The hymns sung in childhood, the opera roles and lieder, the girl saints, Dickinson, Marie de France, and my dear Brontës—they had woven the fabric of my own time-bound consciousness. I delivered the final copy of my thesis and before my defense fell ill with a raging fever and a strep throat like swallowing a flaming torch. Alone in my bed in I sweated and twisted and through the lace curtains I heard my grandmother calling to me, begging her intractable drunkard of a father for $50 to go to nursing school; and my great-grandmother Sophia, who was mad and said racist things at dinners and was probably a lesbian; and my mother, who still sings in church yet no longer reads books or writes poems.
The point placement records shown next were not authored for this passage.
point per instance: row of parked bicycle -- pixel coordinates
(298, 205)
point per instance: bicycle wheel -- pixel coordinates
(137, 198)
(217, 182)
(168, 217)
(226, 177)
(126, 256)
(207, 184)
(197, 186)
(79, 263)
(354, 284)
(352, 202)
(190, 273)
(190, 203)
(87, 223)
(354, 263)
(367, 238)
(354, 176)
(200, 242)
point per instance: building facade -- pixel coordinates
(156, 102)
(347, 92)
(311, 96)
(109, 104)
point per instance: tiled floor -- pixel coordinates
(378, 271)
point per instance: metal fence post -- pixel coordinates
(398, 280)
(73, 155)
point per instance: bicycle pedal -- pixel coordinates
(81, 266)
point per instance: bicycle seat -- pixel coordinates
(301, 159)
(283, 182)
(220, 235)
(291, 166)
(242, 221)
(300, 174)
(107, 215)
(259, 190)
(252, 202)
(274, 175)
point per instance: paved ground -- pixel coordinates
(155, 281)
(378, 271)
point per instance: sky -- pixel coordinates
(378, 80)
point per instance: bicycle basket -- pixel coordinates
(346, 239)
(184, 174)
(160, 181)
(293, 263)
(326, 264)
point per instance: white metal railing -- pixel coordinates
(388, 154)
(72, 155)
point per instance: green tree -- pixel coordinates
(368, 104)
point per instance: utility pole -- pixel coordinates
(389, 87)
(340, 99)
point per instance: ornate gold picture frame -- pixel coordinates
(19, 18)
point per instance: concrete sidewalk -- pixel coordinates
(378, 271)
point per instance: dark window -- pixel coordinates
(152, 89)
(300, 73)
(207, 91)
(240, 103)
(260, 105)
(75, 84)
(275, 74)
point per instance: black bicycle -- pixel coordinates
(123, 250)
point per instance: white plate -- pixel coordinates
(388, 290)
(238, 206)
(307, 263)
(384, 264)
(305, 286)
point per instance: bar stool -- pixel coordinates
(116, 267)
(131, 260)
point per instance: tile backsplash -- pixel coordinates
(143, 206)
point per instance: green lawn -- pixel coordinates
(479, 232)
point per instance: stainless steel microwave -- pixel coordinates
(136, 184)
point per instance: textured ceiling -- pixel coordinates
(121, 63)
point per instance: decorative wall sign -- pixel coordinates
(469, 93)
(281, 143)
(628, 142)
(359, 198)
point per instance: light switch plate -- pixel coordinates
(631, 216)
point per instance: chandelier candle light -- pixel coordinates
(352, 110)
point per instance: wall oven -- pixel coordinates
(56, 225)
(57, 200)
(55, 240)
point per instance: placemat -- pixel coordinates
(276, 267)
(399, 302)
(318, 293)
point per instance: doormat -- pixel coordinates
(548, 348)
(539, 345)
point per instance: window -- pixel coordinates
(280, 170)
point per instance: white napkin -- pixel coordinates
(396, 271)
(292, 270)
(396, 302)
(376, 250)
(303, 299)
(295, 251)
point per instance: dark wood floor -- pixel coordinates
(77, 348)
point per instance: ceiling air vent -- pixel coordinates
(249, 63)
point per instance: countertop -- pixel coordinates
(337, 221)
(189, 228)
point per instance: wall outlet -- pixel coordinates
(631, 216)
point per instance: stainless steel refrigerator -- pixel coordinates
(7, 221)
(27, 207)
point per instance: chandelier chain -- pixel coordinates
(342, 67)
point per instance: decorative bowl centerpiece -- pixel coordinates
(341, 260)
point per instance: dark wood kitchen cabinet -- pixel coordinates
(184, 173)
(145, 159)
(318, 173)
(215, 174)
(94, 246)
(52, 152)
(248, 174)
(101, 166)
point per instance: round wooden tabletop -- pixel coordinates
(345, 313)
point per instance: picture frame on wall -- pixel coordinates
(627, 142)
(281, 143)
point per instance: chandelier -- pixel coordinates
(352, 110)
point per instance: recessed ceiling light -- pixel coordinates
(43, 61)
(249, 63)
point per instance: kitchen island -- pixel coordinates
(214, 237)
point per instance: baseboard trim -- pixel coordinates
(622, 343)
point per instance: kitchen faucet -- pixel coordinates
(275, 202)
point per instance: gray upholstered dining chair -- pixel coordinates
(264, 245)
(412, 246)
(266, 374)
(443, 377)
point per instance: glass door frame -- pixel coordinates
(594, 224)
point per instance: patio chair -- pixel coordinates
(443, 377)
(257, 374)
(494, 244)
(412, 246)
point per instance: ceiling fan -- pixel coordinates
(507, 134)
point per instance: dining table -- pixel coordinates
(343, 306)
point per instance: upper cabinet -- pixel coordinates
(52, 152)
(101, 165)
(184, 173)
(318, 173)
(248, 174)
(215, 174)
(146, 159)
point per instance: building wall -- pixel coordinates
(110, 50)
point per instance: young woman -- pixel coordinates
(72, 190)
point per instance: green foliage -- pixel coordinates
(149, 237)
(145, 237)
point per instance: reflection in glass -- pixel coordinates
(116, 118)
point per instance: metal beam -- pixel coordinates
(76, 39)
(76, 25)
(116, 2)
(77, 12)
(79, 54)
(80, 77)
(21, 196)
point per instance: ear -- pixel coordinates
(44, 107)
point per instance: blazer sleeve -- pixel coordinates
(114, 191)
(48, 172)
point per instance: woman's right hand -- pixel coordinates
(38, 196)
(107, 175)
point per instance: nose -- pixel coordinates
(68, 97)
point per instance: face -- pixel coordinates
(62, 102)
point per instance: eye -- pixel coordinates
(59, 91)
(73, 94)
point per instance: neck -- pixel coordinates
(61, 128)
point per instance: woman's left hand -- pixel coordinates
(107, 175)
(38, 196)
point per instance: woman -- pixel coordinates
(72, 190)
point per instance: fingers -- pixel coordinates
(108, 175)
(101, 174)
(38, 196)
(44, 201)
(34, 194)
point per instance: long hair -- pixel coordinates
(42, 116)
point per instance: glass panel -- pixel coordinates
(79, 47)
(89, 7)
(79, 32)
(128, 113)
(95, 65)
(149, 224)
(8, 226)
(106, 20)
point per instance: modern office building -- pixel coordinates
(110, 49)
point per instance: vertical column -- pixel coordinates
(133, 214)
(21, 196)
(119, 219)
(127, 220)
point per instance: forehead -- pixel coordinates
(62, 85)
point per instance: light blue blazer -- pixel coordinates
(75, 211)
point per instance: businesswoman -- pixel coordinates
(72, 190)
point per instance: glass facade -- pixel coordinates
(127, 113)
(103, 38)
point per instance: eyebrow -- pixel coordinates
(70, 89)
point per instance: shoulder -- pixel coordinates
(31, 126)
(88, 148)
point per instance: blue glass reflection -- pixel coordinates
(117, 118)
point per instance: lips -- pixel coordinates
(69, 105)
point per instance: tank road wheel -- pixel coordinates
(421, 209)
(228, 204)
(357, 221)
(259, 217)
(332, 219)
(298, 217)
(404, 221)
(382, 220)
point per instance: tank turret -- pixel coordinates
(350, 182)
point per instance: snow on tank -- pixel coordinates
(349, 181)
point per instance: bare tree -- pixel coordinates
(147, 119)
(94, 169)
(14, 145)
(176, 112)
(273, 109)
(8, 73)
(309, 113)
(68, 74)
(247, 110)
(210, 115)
I felt them moving within me and begging me forward, and it was no longer possible to keep silent though every word I wrote tore at me, filled me with a twisting fear and heavy dread and bashed me against the limits of what I thought I knew. I laughed, wept, pounded at my burning head, and picked up the pen.
[1] Cixous, Hélène. “Le Rire de la méduse.” L’Arc 61 (1975): 39-54.
[2] Rich, Adrienne. “Blood, Bread, and Poetry: The Location of the Poet (1984). Blood, Bread, and Poetry: Selected Prose 1979-1994. New York: Norton, 1974, 239-252.